Спустя пару дней Марата вызвали к директору прямо на уроке. Удивленный, он зашел в кабинет. Директор школы – добрая и улыбчивая женщина, встретила его с болезненной скорбью на лице. Не властная, сердечная женщина. За столом в форме буквы “Т”, напротив директора, сидела пожилая милиционерша, с погонами на покатых плечах. Марат видел ее раньше. Это она приходила к нему в больницу. Он сел на предложенный стул, решая, к кому нужно повернуться больше, к милиционерше или директорше. Сидеть лицом к обоим одновременно не получалось.

– Вот, Сафаров, к тебе из милиции, – незаконченным жестом директор указала на женщину в погонах. Та взмахнула тонкими выщипанными бровями – так в ту пору было модно, плюхнула на стол кожаный портфель, вынула стопку бумаг и, не глядя на Марата, официальным тоном произнесла:

– Сафаров Марат, – ее глаза, подернутые дымкой власти, взметнулись на него, и Марат догадался, что это был вопрос.

– Да, – ответил он.

Она полистала бумаги, каждый раз с удовольствием облизывая подушечки пальцев.

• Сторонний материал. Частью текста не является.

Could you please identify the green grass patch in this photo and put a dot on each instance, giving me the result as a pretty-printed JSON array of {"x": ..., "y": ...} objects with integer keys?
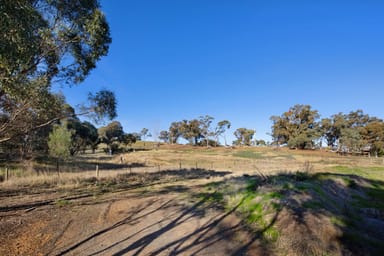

– М-да, Сафаров, – милиционерша продолжала перебирать страницы, и Марат напрягся. По спине пробежала капля пота. Наконец блюстительница порядка оторвалась от бумаг и вперила в него пронзающий взгляд. Даже самый строгий учитель в школе не смотрел на него таким взглядом. Даже завуч. Это был взгляд из другого незнакомого мира.

– За твое плохое поведение ты попал на учет в детскую комнату милиции, – четко произнесла она.

Казалось, что у нее в глазах лазеры. За большим окном светило солнце, чирикали воробьи, на крышке стола извивалась красивыми линиями фактура дерева, но все это сейчас ничем не могло помочь ему. Директор тоже молчала и боялась дышать. Даже пыль в кабинете замерла, опускаясь медленно, в надежде остаться незамеченной.

– Однако, у тебя только положительные характеристики. От учителей, классного руководителя, соседей, из детского сада, – с досадой произнесла милиционерша. – Чем ты занимаешься в свободное время?

– Ничем, – выдавил из пересохшего горла Марат.

– Совсем ничем? По улице гуляешь?

– Ну… гуляю.

– А в “кружки” не ходишь?

– В авиамодельный.

– Ходишь в авиамодельный?

– Ходил.

– А теперь?

– Перестал.

– В бокс или борьбу не ходишь? Каратэ?

– Нет.

– Раньше ходил?

– Нет.

Марат почувствовал, как милиционерша перестала смотреть на него, снова уткнувшись в бумаги, и незаметно выдохнул.